I have seen few TED talkers balance the intellectual argument of their speech with personal revelation quite as well as Monica Lewinsky.  She starts the speech with an engaging attention-getter.  From there, we move quickly to the moment by moment details of the Clinton scandal; the sensory experience of what it was like to be interrogated by Kenneth Starr’s team, the shame and humiliation she felt, so much so that her parents insisted she shower with the door open in case she attempted suicide, and the experience of seeing her name slandered over and over again in the media.  Concurrently, Ms.

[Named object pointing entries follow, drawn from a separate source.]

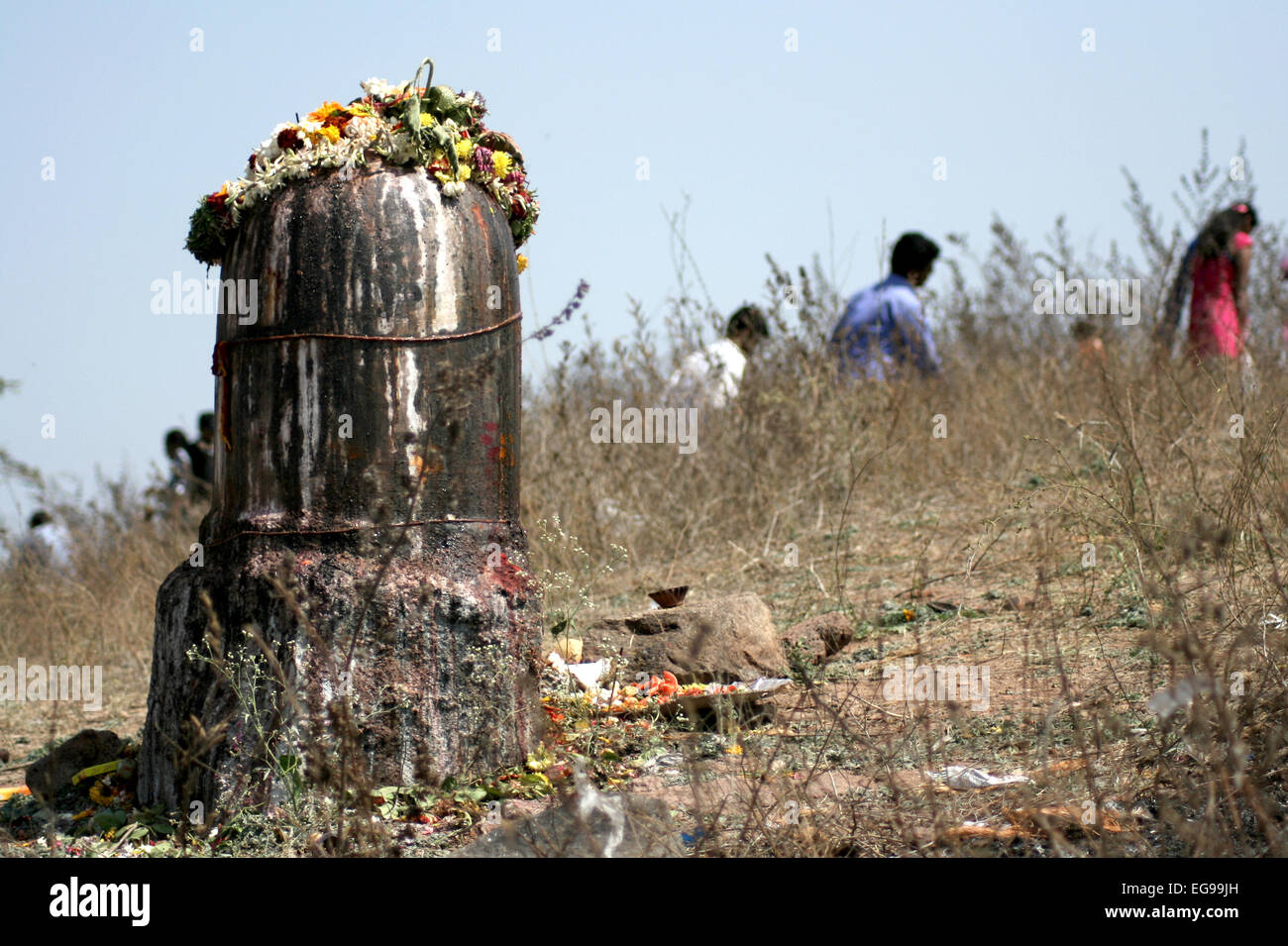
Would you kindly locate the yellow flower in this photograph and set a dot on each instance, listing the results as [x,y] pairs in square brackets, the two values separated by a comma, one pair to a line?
[327,108]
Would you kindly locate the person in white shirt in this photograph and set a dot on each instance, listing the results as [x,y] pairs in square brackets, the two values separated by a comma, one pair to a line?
[48,542]
[712,374]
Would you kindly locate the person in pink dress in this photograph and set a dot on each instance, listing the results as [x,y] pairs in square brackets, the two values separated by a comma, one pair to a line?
[1219,299]
[1215,275]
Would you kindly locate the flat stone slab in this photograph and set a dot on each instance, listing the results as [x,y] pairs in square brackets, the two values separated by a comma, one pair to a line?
[55,770]
[589,824]
[719,640]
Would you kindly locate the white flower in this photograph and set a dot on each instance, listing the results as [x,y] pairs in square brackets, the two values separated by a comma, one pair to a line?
[400,149]
[362,128]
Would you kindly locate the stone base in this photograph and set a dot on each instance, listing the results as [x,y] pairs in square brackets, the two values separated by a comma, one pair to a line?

Lewinksy builds her argument against the “culture of humiliation” which has been accelerating since the advent of the internet.  Her argument is loaded with pertinent data, and compelling contrasts and comparisons.  All this builds to a righteous, and well-deserved call to action.

If I were to nit-pick, I would suggest Ms. Lewinsky relax her hands a bit as she presents as she has a tendency to wring them as she speaks, but this is a minor distraction.  Overall, this is one of the best TED talks I have seen in years.